HUT RI ke-81: Dari Upacara hingga Lomba Rakyat, PDIP Sulsel Perkuat Soliditas Kader

ff37a230 a4c9 4557 a09a 0bf60d26bba2

Makassar, Netral.co.id – DPD PDI Perjuangan Sulawesi Selatan menggelar upacara bendera dalam rangka memperingati Hari Ulang Tahun (HUT) ke-81 Kemerdekaan Republik Indonesia, Senin (17/8/2026).

Upacara berlangsung di halaman Sekretariat DPD PDI Perjuangan Sulsel, Jalan Gunung Bawakaraeng, Makassar, dan diikuti jajaran pengurus DPD, badan dan sayap partai, legislator PDI Perjuangan, pengurus DPC PDI Perjuangan Kota Makassar, serta pengurus PAC PDI Perjuangan se-Kota Makassar.

Dalam sambutan Ketua DPD PDI Perjuangan Sulsel H. Ridwan Andi Wittiri (ARW) yang dibacakan Bendahara DPD PDI Perjuangan Sulsel, Risfayanti Muin, ditegaskan bahwa kemerdekaan harus dimaknai sebagai momentum untuk terus memperjuangkan kesejahteraan dan keadilan bagi seluruh rakyat Indonesia.

“Bung Karno telah mengingatkan kita bahwa kemerdekaan adalah jembatan emas menuju masyarakat yang adil dan makmur. Tugas kita adalah terus melangkah melewati jembatan emas itu, memastikan kemerdekaan benar-benar menghadirkan kesejahteraan dan keadilan bagi seluruh rakyat Indonesia,” ujar ARW dalam sambutannya.

Menurut ARW, semangat kemerdekaan tidak boleh berhenti pada seremoni. Nilai-nilai kemerdekaan harus diwujudkan melalui kerja nyata dan keberpihakan kepada rakyat.

“Jangan pernah lelah berjuang untuk rakyat, jangan pernah berhenti bekerja untuk rakyat, dan jangan pernah kehilangan keyakinan bahwa kekuatan rakyat adalah kekuatan utama bangsa ini,” tegasnya.

ARW juga menyampaikan keyakinannya bahwa Indonesia memiliki masa depan yang cerah dan berpeluang menjadi negara maju, mandiri, kuat, serta disegani.

Namun, menurutnya, masa depan tersebut tidak akan datang dengan sendirinya. Dibutuhkan kerja keras, keberanian, persatuan, dan semangat gotong royong untuk mewujudkannya.

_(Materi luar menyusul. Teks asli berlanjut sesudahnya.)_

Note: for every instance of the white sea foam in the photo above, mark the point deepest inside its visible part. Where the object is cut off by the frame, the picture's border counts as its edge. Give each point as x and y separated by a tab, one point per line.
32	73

“Saya yakin masa depan Indonesia cerah, saya yakin Indonesia akan bangkit menjadi negara yang maju, mandiri, kuat dan hebat. Namun masa depan itu tidak akan datang dengan sendirinya. Masa depan harus kita perjuangkan bersama, dengan kerja keras, keberanian, persatuan dan semangat gotong royong,” pungkasnya.

Dalam upacara tersebut, Risfayanti Muin bertindak sebagai Inspektur Upacara, Marthen sebagai Komandan Upacara, William sebagai pembaca teks Pancasila, dan Veranika sebagai pembaca teks Pembukaan UUD 1945. Sementara Moh. Fikhran Alimuddin dan Busmanin Muin bertugas sebagai pembaca doa.

Usai upacara, kegiatan dilanjutkan dengan berbagai lomba rakyat yang diikuti seluruh peserta. Suasana penuh keakraban dan kebersamaan mewarnai rangkaian kegiatan tersebut.

Selain memeriahkan HUT ke-81 Kemerdekaan RI, kegiatan ini menjadi momentum bagi jajaran PDI Perjuangan Sulsel untuk memperkuat soliditas, semangat gotong royong, serta komitmen untuk terus hadir dan bekerja bagi rakyat.